Fin dalla nascita, impariamo ad accettare che il nostro comportamento venga valutato ed eventualmente corretto da altre persone.

Quando un bambino comincia  a parlare, i genitori correggono la sua pronuncia, in seguito gli insegneranno a camminare, a vestirsi, a stare a tavola, a rifare il letto e a lavarsi accuratamente.

Crescendo, il nostro comportamento continua ad essere valutato, criticato, corretto, e premiato. A scuola, come a casa, impariamo che, per ottenere l’approvazione degli altri, è necessario soddisfare determinati standard di comportamento.

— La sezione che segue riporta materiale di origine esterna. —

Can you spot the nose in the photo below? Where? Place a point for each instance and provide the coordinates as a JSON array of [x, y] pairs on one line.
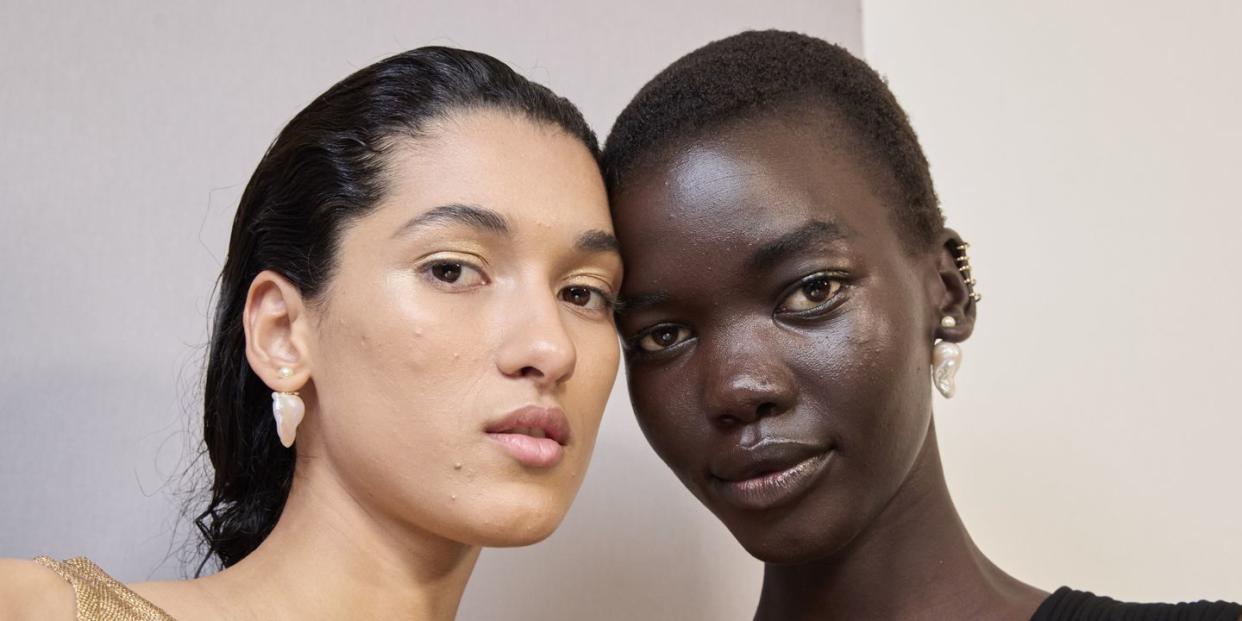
[[747, 380], [535, 343]]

Anche in età adulta ci viene chiesto continuamente di soddisfare, e a volte di superare, determinate aspettative. Molte aziende pretendono che i propri dipendenti facciano sforzi costanti per migliorare il loro rendimento, producendo di più in tempi minori.

Oltre alle pressioni che provengono dall’esterno, molte persone percepiscono un impulso interiore a raggiungere o a mantenere determinati livelli di rendimento. Chi pratica dello sport, ad esempio, darà molta importanza al raggiungimento di un nuovo obiettivo come quello di riuscire a coprire la stessa distanza in un tempo inferiore.

Il desiderio di migliorarsi, o di mantenete standard di rendimento elevati, non è necessariamente un sintomo di perfezionismo. Al contrario, spesso, la volontà di raggiungere certi obiettivi permette di agire più efficacemente.

Ad esempio, uno studente a cui non interessi molto il proprio rendimento scolastico verosimilmente studierà di meno e otterrà risultati inferiori rispetto a coloro che hanno aspettative personali più elevate.

Attenzione tuttavia ad avere standard personali irragionevolmente elevati e quindi impossibili da realizzare. Frutto di una autoimposizione, questi standard tendono ad essere associati a un’eccessiva severità verso se stessi e all’incapacità di accettare i propri errori.

Ogni errore viene vissuto come un fallimento personale ed è associato, solitamente, al timore di essere giudicati negativamente dagli altri.

Chi soffre di questa forma di perfezionismo ritiene, spesso a torto, che gli altri (significativi: figlio, compagna, superiore) abbiano nei suoi confronti aspettative esageratamente elevate e che sia necessario soddisfarle per ottenere la loro approvazione.